Statistical summary of protein structures
Is Version Of
Every biological system has proteins, and almost all biological activities require the participation or support of a specific set of proteins. Therefore, understanding the functions of the proteins is essential to research in all biological and medical fields. To fully understand their functions, however, it is critical to know their structures and related dynamic behaviours.
There is no unique way of modelling protein structure and dynamics. Experimental techniques have been employed to collect some indirect structural data from which the structures can be deduced. These techniques are costly and time consuming and limited to certain types or sizes of proteins. Yet, they are presently the major sources available for structure determination. Theoretical approaches have been developed for modeling protein structure and dynamics, including potential energy minimization, molecular dynamics simulation, and comparative modeling. In practice, these methods are often combined. Yet, all these methods have limitations, and their modelling capabilities, even when they are combined, are not yet sufficient to meet the high quality and high quantity modelling demands from applications. New approaches and breakthroughs are actively sought.

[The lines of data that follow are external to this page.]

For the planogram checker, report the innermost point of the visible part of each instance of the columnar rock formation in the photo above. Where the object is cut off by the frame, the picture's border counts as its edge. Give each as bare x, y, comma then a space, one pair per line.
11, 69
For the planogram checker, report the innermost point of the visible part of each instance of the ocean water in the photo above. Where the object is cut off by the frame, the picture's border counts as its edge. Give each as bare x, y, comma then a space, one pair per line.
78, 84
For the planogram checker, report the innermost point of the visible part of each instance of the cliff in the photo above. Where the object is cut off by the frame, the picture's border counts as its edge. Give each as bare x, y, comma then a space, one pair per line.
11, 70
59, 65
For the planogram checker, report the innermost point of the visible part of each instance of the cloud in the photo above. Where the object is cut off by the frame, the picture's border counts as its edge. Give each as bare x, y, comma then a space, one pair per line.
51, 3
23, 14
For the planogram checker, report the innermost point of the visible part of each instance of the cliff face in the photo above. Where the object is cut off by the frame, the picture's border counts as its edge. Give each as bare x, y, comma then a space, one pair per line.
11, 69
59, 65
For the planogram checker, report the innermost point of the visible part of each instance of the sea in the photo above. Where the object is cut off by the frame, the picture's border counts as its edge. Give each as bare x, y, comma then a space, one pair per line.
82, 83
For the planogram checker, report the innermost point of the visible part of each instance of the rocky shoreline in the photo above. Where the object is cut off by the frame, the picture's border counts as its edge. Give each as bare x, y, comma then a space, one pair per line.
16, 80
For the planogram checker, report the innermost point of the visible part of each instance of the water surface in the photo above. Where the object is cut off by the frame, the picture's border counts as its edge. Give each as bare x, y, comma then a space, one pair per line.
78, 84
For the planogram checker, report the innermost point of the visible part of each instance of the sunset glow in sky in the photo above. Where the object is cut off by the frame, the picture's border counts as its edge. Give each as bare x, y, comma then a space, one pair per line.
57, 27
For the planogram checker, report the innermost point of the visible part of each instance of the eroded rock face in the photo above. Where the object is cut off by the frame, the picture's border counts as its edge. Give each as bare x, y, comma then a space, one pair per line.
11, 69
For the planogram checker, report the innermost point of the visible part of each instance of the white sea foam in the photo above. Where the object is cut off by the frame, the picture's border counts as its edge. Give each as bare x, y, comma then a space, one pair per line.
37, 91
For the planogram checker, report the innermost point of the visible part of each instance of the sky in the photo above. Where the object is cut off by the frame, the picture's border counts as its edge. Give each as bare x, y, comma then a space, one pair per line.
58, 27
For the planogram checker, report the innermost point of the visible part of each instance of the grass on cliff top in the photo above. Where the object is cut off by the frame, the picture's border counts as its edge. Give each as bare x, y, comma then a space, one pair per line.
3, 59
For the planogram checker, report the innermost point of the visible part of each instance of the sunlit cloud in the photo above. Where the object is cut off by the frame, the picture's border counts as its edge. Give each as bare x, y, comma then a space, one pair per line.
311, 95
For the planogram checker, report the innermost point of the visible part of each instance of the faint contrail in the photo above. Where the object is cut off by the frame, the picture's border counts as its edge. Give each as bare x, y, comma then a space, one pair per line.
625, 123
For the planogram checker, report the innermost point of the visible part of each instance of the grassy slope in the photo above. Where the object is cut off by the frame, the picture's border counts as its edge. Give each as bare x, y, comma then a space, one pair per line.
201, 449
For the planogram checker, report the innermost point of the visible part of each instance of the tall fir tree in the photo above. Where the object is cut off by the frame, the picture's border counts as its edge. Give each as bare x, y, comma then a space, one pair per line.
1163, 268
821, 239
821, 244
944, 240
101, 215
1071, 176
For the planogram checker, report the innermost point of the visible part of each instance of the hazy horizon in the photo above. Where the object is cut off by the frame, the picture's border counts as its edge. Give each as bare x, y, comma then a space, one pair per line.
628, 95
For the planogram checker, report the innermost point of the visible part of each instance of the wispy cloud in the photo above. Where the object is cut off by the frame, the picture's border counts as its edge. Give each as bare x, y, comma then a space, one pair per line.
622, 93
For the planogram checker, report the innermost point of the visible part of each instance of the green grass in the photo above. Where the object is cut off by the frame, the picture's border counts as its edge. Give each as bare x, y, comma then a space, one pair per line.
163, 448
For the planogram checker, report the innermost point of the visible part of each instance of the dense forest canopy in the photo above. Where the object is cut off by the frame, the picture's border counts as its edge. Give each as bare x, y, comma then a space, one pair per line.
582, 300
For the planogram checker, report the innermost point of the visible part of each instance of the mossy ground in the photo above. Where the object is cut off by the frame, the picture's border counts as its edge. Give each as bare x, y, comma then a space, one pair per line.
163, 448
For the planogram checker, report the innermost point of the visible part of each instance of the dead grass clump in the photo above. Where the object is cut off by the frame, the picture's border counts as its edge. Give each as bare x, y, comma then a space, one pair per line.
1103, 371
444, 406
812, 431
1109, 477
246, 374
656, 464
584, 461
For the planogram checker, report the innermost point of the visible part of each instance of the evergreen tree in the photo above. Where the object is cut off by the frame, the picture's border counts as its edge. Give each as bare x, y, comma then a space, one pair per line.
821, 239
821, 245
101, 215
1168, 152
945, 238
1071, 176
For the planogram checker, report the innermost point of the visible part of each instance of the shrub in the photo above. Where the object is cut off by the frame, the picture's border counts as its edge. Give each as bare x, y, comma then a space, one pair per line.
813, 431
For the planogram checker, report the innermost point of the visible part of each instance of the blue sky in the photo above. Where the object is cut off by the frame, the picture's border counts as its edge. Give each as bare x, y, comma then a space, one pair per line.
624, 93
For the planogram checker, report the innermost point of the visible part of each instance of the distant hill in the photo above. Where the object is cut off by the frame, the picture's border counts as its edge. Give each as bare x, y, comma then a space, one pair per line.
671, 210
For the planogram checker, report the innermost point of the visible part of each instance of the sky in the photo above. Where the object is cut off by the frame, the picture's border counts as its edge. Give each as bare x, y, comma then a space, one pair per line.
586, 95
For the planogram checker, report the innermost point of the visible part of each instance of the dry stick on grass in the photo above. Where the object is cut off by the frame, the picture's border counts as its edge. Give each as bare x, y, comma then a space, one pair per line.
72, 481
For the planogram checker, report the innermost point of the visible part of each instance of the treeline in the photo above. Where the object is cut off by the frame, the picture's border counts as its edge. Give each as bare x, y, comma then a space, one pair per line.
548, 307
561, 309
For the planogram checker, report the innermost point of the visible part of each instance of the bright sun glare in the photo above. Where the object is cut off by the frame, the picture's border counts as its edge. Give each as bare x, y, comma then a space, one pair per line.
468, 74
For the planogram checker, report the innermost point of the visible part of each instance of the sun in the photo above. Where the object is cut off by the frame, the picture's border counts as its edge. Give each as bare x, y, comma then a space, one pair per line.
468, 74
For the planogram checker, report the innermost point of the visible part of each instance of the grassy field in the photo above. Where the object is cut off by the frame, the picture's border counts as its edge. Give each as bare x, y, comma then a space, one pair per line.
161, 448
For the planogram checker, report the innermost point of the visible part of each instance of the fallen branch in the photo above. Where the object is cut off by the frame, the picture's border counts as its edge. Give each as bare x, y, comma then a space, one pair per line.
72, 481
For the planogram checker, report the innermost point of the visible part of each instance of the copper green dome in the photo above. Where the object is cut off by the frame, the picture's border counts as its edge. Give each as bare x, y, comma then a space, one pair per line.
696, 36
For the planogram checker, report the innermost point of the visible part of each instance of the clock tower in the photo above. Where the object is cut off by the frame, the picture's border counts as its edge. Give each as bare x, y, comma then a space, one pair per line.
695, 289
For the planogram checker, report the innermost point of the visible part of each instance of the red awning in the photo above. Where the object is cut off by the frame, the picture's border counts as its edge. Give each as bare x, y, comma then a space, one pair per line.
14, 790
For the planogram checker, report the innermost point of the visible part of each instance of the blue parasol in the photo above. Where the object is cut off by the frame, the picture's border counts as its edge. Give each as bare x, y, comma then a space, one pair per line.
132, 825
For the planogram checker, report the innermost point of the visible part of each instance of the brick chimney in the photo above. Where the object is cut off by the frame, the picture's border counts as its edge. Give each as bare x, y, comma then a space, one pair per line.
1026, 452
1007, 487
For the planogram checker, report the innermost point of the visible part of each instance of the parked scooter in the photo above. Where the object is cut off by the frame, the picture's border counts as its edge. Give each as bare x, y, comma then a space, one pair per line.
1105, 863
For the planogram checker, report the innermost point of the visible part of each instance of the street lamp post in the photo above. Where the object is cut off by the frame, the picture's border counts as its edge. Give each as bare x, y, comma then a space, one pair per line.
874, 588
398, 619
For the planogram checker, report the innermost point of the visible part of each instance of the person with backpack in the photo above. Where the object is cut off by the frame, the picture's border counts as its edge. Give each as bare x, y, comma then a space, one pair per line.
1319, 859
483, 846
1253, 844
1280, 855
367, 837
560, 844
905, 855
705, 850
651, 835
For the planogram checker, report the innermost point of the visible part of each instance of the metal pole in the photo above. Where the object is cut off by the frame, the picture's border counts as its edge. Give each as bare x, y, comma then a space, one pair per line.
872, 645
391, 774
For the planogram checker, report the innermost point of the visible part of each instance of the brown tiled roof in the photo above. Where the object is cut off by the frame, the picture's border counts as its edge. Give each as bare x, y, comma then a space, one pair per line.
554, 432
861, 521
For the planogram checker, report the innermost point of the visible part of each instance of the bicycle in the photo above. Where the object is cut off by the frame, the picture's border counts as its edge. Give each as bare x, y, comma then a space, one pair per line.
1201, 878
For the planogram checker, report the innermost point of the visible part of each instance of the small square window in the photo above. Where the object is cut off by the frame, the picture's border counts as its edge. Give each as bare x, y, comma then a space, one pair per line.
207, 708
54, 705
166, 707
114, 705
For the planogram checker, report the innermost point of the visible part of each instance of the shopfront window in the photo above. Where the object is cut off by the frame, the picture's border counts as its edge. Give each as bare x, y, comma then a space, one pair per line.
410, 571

In this work, we investigate a novel statistical approach to protein modelling. Instead of relying on physical experiments, we analyse a whole spectrum of residue-level protein structural properties statistically, for better understanding their physical and structural properties revealed in the known structural data. The data-driven and knowledge-based exploration and analysis of structural properties could take advantage of the knowledge extracted from the rich available data, and also the power of statistical methods. We first develop the statistical measures on protein residue-level structural properties. We further introduce a statistical framework for protein structural assessment, and the formulation of a novel set of residue-level statistical potentials for protein modelling and dynamics. Secondly, to allow researchers to access and manipulate a large set of statistical data on protein residue-level structural properties and evaluation of statistical potentials, an open source package is developed and released in R, with a user-friendly GUI, accessible and executable by a public user in any R environment. Lastly, we integrate web pages and server-side programs in a one-step query workbench, making it easy for a user to submit queries and acquire results. The implementation is carried out in PHP - a popular and widely supported scripting language.